Traduzindo a «Easter Rising» 1: cem anos da insurreição irlandesa (1916)

Lucas Martins |

Lembrar é resistir.

Este artigo é o primeiro de uma série que tem como objetivo homenagear os 100 anos da «Easter Rising» («Levante da Páscoa») e suas classes oprimidas e combatentes, reconstruindo questões importantes para o marxismo revolucionário daqui e de todas os países. Além de cumprir o papel de divulgar um evento desconhecido da esquerda brasileira, espera-se também lançar debates sobre este conflito, pautando temas como autodeterminação social e nacional, nacionalismo e internacionalismo – além de reforma social e revolução –, de há um ano antes do estalido de trovão da Revolução de Outubro. Como vocês logo vão perceber, a questão irlandesa não se trata de um mero «objeto de estudo» a frio para mim, ou mesmo uma curiosidade diletante. Pretendo convencê-los, no decorrer dessas linhas e desses textos, que a revolução irlandesa é uma das difíceis causas de nosso tempo que valem a pena defender. Oxalá a empreitada anime diversas iniciativas, já que estamos longe de pretender esgotar a questão.

O que vocês vão acompanhar nas próximas semanas não é nem a reportagem desapaixonada do jornalista político blasé nem a neutralidade axiológica do glutão da ciência social. Meu nome é Lucas de Toledo Martins e desde a mais tenra idade sou um internacionalista convicto, o que explica, em parte, a minha aproximação a quente com o engajamento trotskista. Como assessor de comunicação social do Sindicato dos Metalúrgicos de São José dos Campos, e jornalista profissional formado pela Universidade Estadual de Londrina, tomo partido de um modo de produção editorial que não confunde a indispensável busca da objetividade jornalística – com as exigências éticas e compromissos valorativos decorrentes – e qualquer veleidade liberal a respeito de isenção e/ou imparcialidade. A contrapêlo do cânone jornalístico, esta comunicação militante põe a centralidade axiológica no conhecimento do subalterno. É o «jornalismo integral.» Mas, para persuadi-los da relevância do tema, preciso, antes, narrar como este chegou até mim.

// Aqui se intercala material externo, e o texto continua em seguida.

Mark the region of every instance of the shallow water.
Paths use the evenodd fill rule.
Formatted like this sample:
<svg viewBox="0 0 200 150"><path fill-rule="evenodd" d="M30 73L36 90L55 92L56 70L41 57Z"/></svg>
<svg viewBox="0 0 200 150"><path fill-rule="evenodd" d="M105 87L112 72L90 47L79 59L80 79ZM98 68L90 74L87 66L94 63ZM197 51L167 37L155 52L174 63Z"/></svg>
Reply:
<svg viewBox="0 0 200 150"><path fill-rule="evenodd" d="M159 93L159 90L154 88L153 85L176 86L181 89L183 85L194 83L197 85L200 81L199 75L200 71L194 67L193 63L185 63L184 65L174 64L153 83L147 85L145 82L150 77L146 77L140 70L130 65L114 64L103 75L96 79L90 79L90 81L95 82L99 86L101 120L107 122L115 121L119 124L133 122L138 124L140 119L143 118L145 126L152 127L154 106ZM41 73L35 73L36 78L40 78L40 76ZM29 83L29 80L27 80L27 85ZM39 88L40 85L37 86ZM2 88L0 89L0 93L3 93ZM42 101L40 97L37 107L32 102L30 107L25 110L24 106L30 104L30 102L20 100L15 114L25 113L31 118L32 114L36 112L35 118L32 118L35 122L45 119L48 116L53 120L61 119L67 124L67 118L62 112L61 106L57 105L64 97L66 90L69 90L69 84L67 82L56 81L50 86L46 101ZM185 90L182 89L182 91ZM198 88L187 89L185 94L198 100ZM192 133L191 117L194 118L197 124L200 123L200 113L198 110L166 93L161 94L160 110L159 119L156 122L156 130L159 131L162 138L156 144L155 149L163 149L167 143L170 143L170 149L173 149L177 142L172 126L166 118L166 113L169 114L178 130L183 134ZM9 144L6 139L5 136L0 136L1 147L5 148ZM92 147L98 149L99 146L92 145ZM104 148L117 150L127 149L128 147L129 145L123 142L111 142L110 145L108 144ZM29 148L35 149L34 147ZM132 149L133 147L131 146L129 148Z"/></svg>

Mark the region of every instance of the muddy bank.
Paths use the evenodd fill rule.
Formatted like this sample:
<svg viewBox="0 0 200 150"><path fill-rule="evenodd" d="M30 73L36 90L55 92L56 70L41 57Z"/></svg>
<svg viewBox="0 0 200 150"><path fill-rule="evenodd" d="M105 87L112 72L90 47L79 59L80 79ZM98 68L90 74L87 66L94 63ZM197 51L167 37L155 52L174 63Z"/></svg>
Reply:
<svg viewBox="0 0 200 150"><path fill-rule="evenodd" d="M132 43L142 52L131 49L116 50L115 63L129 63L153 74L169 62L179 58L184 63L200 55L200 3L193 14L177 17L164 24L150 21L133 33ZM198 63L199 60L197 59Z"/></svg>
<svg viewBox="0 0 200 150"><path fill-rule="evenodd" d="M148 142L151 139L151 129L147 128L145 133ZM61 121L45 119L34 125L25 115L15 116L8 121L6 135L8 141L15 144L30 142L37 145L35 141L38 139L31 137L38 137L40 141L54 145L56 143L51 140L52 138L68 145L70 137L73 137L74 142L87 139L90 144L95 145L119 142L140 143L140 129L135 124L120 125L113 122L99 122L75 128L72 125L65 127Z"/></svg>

O assunto aqui tratado surgiu, de modo mais consistente e duradouro no horizonte intelectual e moral do interlocutor que vos fala, muito recentemente, após uma viagem político-social realizada à Irlanda no ano passado, em 2015. Sem dúvida, o pouco tempo em dispêndio, percorrendo os espaços – e os tempos – que ainda carregam as marcas do Levante da Páscoa, são suficientes para instigar, desafiar e até encantar qualquer um que, como se diz, tenha o coração “do lado esquerdo do peito.” A forma e o sentido deste acercamento são daí dois dedos de prosa, que pretendo contar, ao longo destes artigos. Não é assim, de chofre, que posso lhes explicar como vim a ser convidado para conhecer um estádio de futebol diferente dos tradicionais, beber num pub com trabalhadores locais, conhecer militantes de diferentes tendências e até apadrinhar o batismo de um lindo bebê irlandês cujo pai, meu querido amigo, aprendeu a balbuciar às suas primeiras palavras em português do Brasil a dizer: Vai, Palmeiras! (Risos!) É toda uma história para lhes contar. Mas vamos iniciar como se deve: do princípio.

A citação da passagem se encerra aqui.